The first few weeks of the course were spent getting up to speed with Python and going over some statistics like probability and distributions. After that we moved on to learning about regressions and classifications, and how to refine our models to improve their performance. We have also learned some HTML as well as web scraping and working with APIs. We have also covered natural language processing, which I have found to be a trick area to cover and something that I want to keep working on. We have since moved to learning about some advanced supervised learning topics, as well as touching on working with Amazon Web Services and Tableau, and we are currently learning to work with SQL.

Our first project had us looking at SAT and ACT data where I compared differences in scores and participation rates in states that offered one of these tests for free, required one of the tests, and states that did not require a test or offer one for free.

The second project involved working with a dataset from Kaggle about housing information in Ames, Iowa. This project had us predicting the price of a house sale based on a large variety of features provided in the dataset. This was good for implementing some of the techniques we had covered for creating new features to help our predictions as well as narrow down the features to the best ones for improving the performance of our models.

The most recent project gave us some more freedom in the data that we used. The project involved comparing two different subreddit forums on the site Reddit.com and building a model that could predict which of the two subreddits the post originated from. This was some good practice with natural language processing, and I hope to use the script that I developed for gathering posts from subreddits later down the line to do some comparisons on my own and get some more practice with natural language processing.

I have found the most difficult aspect of projects to be coming up with problem statements. I am feeling comfortable with the technical side of things but this is something that I need to get a better grasp on to make my projects better.

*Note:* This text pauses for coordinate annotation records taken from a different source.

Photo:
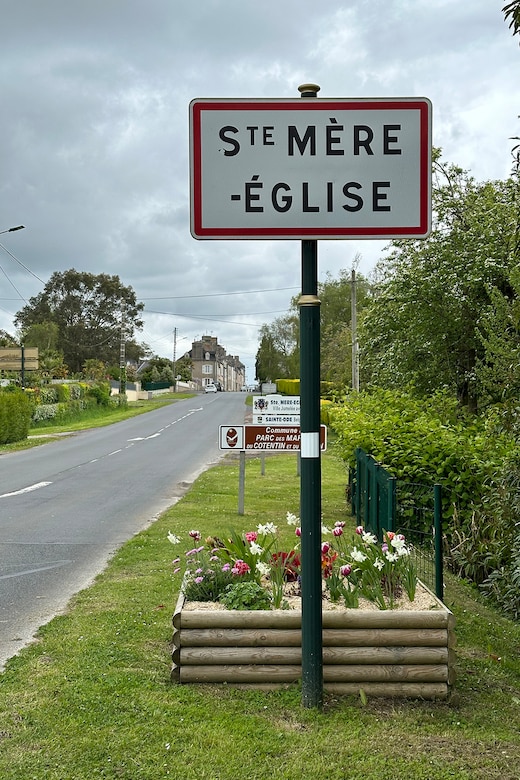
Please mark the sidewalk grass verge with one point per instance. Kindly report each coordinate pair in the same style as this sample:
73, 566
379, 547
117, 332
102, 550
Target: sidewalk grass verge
92, 697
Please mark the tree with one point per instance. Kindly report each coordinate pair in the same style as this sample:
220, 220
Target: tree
278, 356
6, 340
87, 310
423, 326
158, 369
511, 13
336, 324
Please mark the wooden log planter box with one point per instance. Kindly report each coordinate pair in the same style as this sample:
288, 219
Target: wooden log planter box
390, 653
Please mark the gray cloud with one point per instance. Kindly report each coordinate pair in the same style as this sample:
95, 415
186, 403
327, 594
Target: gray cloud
94, 134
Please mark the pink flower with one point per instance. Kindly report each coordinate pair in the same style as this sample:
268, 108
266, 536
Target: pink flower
240, 568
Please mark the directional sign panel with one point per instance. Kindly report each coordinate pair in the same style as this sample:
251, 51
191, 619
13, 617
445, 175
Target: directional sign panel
276, 404
11, 358
310, 168
275, 438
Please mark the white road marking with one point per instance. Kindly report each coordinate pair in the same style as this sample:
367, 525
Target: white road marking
55, 565
36, 486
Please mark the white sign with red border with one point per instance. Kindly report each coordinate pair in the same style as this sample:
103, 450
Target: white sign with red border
275, 438
310, 168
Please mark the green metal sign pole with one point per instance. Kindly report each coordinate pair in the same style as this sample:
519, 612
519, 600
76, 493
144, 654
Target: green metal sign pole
310, 470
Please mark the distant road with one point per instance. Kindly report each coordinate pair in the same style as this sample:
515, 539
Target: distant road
65, 507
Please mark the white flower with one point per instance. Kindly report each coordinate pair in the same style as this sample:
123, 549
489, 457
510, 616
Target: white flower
358, 556
268, 528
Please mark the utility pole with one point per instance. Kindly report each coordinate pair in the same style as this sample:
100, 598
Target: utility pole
122, 359
355, 344
174, 362
310, 469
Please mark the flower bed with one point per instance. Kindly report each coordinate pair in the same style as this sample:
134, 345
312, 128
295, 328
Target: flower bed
393, 653
401, 646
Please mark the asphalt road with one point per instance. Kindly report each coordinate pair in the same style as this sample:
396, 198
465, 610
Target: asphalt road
67, 506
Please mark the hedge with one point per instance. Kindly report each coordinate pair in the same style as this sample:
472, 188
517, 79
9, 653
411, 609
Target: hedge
15, 416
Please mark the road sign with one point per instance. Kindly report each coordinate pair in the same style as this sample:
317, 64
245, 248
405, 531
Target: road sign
274, 438
276, 404
276, 419
11, 358
314, 168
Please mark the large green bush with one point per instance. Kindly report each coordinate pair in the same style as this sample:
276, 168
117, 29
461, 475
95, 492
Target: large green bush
15, 416
423, 441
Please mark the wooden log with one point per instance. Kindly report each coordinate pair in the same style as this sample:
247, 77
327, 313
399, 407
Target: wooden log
238, 674
385, 637
332, 674
385, 655
402, 690
240, 619
225, 637
235, 637
361, 618
385, 673
285, 619
292, 655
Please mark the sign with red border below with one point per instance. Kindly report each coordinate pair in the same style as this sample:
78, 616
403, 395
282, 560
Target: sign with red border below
312, 168
257, 438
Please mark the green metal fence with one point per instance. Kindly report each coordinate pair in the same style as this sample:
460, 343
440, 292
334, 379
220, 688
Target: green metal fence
380, 502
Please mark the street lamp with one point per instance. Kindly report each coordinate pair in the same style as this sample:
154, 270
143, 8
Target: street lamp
11, 230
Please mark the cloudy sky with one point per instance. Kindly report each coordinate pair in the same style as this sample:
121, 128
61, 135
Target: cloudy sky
94, 136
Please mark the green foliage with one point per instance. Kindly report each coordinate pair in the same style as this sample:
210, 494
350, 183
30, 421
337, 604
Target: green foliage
422, 441
288, 386
101, 392
503, 584
278, 353
86, 309
15, 415
157, 369
245, 595
427, 322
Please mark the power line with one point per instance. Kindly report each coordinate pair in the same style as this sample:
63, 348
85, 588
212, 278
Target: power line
218, 295
20, 263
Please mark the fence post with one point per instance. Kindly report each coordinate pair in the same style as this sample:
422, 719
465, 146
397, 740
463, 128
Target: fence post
392, 503
437, 529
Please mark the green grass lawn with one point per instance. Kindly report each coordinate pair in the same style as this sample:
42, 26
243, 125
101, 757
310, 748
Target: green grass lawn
92, 697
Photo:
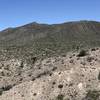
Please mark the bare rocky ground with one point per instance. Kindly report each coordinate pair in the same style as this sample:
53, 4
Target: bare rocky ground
74, 76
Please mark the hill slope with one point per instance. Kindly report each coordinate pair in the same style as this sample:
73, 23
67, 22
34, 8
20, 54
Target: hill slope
39, 39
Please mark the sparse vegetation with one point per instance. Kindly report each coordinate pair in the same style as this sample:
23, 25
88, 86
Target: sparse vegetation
82, 53
60, 97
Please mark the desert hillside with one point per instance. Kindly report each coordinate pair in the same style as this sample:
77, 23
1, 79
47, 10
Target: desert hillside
45, 40
50, 62
74, 76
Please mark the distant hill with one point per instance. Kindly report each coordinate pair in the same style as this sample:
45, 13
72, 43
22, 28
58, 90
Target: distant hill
44, 39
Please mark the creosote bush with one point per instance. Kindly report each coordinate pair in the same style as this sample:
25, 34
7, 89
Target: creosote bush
82, 53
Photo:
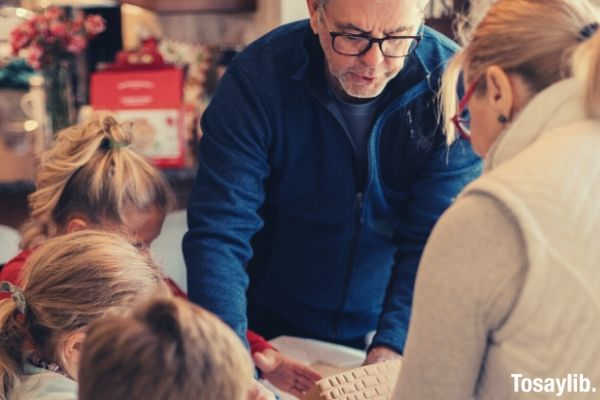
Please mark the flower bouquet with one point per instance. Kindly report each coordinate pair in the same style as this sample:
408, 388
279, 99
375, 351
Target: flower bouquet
49, 42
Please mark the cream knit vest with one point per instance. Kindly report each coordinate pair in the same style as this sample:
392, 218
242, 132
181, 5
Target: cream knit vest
546, 170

I am looking forward to the rest of the course as we still have much to cover. There is more SQL to cover, more models to learn, and we will be working on developing portfolios. I am really looking forward to learning about neural networks, as well as getting to work on my capstone project! Once the course has ended I plan to start diving deeper into some of these areas through some online courses or other means and keep working on some projects on my own to practice some of these skills related to some areas that I find interesting.

--

--